Starring Woody Harrelson and Kat Dennings. Rated PG. Opens Friday, February 19, at the Cinemark Tinseltown
Watch the trailer for Defendor.
Tina Turner may think we don’t need another hero, but Arthur Poppington doesn’t agree. A somewhat-less-than-ordinary schmo in an unnamed modern city (Toronto, in fact), Arthur decides that something has to be done about the bad behaviour all around him. He has no special powers, no family, and a low IQ, but he decides that the time is right for a superhero called Defendor—and don’t you dare spell that wrong. Fortunately, he has a nifty hideaway, some greasepaint, a few good industrial tools (plus some angry wasps), and, best of all, is played by Woody Harrelson.
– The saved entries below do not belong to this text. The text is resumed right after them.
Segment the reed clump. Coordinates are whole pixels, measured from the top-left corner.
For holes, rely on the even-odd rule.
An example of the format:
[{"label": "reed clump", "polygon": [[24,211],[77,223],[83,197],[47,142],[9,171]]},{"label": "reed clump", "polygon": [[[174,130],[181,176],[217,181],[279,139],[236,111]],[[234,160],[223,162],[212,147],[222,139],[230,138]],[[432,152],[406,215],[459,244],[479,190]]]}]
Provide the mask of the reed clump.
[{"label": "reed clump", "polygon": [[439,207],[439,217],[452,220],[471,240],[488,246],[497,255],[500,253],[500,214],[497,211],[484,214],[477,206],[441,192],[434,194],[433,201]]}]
The versatile actor (who dons a much different uniform in The Messenger, an Iraq War–related drama opening here later this month) is the principal reason to see Defendor, an engaging social satire that doesn’t quite pay off. It’s a first feature for writer-director (and actor) Peter Stebbings, and he certainly makes the most of a small budget and his obvious rapport with the on-screen talent.
I’m not convinced that the central framing device, with orange-suited Arthur being interviewed by a court-appointed psychologist (Sandra Oh), was the best way to get at Arthur’s troubled back story. Apparently, he was deserted by his drug-addled mother, and this lends resonance to his growing affection for a crack-puffing streetwalker played by Kat Dennings (Nick and Norah’s Infinite Playlist) and, for some reason, called Kat. She leads Defendor to a crooked cop (Elias Koteas), perhaps enabling him to find the mythical Captain Industry he blames for his mother’s demise.
All the actors work hard, but they can’t quite escape the one-dimensional nature of their conceptions, and the tale fizzles toward the end. It’s worth mentioning that Michael Kelly, as Arthur’s only loyal friend, manages to convey some realistic emotion without any heroics at all.